La folie post-hivernale rend fou

mercredi 25 mars 2015 8:00

Crédit : Andrea Valeria

Par Francis Pilon

Parce que l’hiver commence à prendre des tournures de vieille pizza mouillée, camouflée dans son Tupperware transmit de cinq générations derrière la mayonnaise dans le frigo et dont la difficulté de mastication est aussi ardue qu’un vilain bâton dentaire pour chien.

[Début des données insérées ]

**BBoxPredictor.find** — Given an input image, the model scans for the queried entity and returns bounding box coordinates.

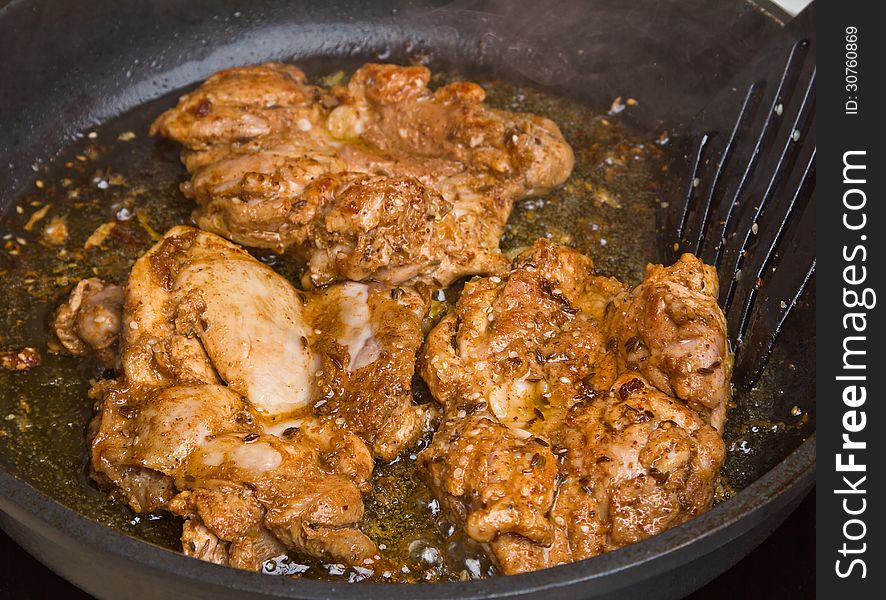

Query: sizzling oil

Ma luxueuse semaine de relâche m’a permis d’aller poser mes deux pieds sur un pouffe campagnard à l’extérieur de Montréal. En quatre maigres jours, les gens ont changé et sont devenus printaniers sur l’île. Imaginez les yeux d’une biche qui est sous le point de se faire tamponner par une Toyota Tercel maladroite, j’avais le même regard en observant les gens dans ma carriole.

Plus de tuques tolérées, cette arme de camouflage par excellence contre les soins capillaires délaissés. Au loin, j’ai même aperçu des shorts taille haute d’une ambitieuse qui souhaitait envier le printemps de se manifester au plus sacrant. Même les manteaux, qui nous cloisonnent depuis 5 mois et dont les échantillons odorants sont abondamment disponibles sur la ligne orange, sont finalement révolus! Pourtant, personne ne va me convaincre que l’exposition précoce de son épiderme à -10 degrés est aussi confortable que celle de matante en monokini à Playa Cayo Santa Maria qui sirote son Pina colada.

Ma question existentielle ne fait que revenir au galop ces jours-ci : est-ce que c’est moi ou les autres qui sont fous? Je pense que l’hiver m’a rendu pudique.